I can easily imagine that an empty kernel was written, since COPYKERN didn't seem to find the file it was looking for.


----------



## Steve Palo (Jan 18, 2002)

On another thread, I got the suggestion to issue a "mount /dev/hdd /cdrom" command before the COPYKERN. It worked, and copykern finished without any errors or warnings. 
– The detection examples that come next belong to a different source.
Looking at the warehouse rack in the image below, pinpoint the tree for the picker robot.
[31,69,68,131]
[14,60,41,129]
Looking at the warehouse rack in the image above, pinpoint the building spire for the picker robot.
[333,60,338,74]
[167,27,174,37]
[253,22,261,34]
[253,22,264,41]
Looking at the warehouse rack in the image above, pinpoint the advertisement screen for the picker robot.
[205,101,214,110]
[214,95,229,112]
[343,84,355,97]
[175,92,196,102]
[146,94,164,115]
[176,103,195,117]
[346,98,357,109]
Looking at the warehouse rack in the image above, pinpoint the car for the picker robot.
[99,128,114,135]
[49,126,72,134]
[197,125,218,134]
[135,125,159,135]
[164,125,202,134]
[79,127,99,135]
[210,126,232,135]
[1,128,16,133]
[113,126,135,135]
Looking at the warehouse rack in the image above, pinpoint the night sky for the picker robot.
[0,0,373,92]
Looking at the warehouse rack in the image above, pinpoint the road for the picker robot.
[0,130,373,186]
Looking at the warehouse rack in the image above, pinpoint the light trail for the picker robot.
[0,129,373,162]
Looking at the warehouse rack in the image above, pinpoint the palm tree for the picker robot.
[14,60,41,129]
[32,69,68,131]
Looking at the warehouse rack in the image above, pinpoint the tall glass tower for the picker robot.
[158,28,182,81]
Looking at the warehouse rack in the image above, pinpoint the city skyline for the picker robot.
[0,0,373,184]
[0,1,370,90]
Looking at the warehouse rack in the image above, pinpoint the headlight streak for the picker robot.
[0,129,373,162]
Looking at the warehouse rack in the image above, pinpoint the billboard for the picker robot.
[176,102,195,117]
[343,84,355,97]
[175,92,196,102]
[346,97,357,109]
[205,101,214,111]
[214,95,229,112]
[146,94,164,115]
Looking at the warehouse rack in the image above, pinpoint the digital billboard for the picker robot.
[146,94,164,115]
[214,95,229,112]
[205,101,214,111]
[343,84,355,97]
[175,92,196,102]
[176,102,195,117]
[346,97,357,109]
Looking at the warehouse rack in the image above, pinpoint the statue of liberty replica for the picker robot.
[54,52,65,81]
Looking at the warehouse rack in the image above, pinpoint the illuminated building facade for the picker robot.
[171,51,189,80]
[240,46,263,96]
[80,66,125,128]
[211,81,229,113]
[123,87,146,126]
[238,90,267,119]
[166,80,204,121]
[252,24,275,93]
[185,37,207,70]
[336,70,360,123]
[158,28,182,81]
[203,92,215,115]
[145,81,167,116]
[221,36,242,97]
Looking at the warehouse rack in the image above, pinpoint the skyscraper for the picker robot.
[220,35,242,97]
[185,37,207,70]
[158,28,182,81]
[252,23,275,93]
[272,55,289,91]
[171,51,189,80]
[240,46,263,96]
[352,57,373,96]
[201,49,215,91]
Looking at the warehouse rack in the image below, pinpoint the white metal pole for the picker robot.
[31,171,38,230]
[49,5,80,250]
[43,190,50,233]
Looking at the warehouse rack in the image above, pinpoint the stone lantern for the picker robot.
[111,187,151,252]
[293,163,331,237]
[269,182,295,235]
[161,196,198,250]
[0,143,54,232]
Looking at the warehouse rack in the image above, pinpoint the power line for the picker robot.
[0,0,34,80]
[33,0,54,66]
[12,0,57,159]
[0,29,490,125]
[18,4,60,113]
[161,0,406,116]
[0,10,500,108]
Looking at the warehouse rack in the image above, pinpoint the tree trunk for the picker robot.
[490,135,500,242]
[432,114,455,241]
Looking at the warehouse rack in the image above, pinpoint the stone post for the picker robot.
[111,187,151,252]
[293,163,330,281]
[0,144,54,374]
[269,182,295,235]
However, the resultant disk will still not boot my Tivo. So, does anyone know how to read the kernel logs when the Tivo disk is connected to a pc and the pc is booted with an LBA48 aware CD? The issue is probably how to correctly "mount" the Tivo disk, e.g. what file "type" file system does the Tivo disk have.


----------



## halfempty (Oct 17, 2008)

All the logs are in /var/log on the Tivo, /var is partition 9. Mount it in an empty directory on the PC by using the same command you used to mount the CD. Assuming the Tivo drive is on the secondary master on the PC and /mnt is unused it would be "mount /dev/hdc9 /mnt", and the kernel log will be /mnt/log/kernel. You can read it using more or something similar. If you have a serial cable the captured messages during boot should have that information.


----------



## Steve Palo (Jan 18, 2002)

Thanks again for the info. However, the "mount /dev/hdc9 /mnt" command only returns the same "mount: you must specify the filesystem type" message that I've been getting trying to mount the tivo disks. Do you happen to know the filesystem type for a Tivo disk?


----------



## halfempty (Oct 17, 2008)

The file system uses ext2. The command would be mount -t ext2 /dev/hdc9 /mnt.


----------



## Steve Palo (Jan 18, 2002)

Sorry to keep bothering you, halfempty. The "mount -t ext2 /dev/hdc9 /mnt" returns:
mount: wrong fs type, bad option, bad superblock on /dev/hdc9
or too many mounted file systems

I also tried just "hdc", and then hdc1, hdc2, hdc3, hdc4, hdc12, and hdc13 before giving up.

Just "mount" returns:
/dev/fd2 on / type minix (rw)
none on /proc type proc (rw)
/dev/hdd on /var/log/mount type iso9660 (ro)
if that tells you anything

I'm using a Western Digital 320GB disk, WD3200AAJB PATA /8MB cache.


----------



## halfempty (Oct 17, 2008)

Does the /mnt directory exist in the file system on the PC? I was using that as an example since a lot of *NIX systems have one as a convenience, but please check. It doesn't have to be /mnt, any empty directory will do. You can create a directory using the mkdir command if you need to. If everything is there and you really have a bad superblock on hdc9 (*NIX errors are sometimes misleading), then something in the image or the restore process might be corrupt. Plan B: buy an InstantCake .iso for your model from dvrupgrade.com, one of the site sponsors, to have a known good starting point and process.


----------



## Steve Palo (Jan 18, 2002)

Took your advice and bought an InstantCake .iso Odd thing, it gives the same result. Baked both drives in separate sessions. Neither will boot in either of the two HDR112's I try them in. I'm still wondering if there is something fishy with these new Western Digital drives.


----------



## halfempty (Oct 17, 2008)

Wow, I didn't see that one coming. Now I'm at a loss, hopefully Lou from DVRupgrade will see this post. You might also try posting on their forum at http://www.dvrupgrade.com/forums/ to see if he knows of any incompatibility with that drive.


----------



## tivoupgrade (Sep 27, 2000)

Steve Palo said:


> I'm still wondering if there is something fishy with these new Western Digital drives.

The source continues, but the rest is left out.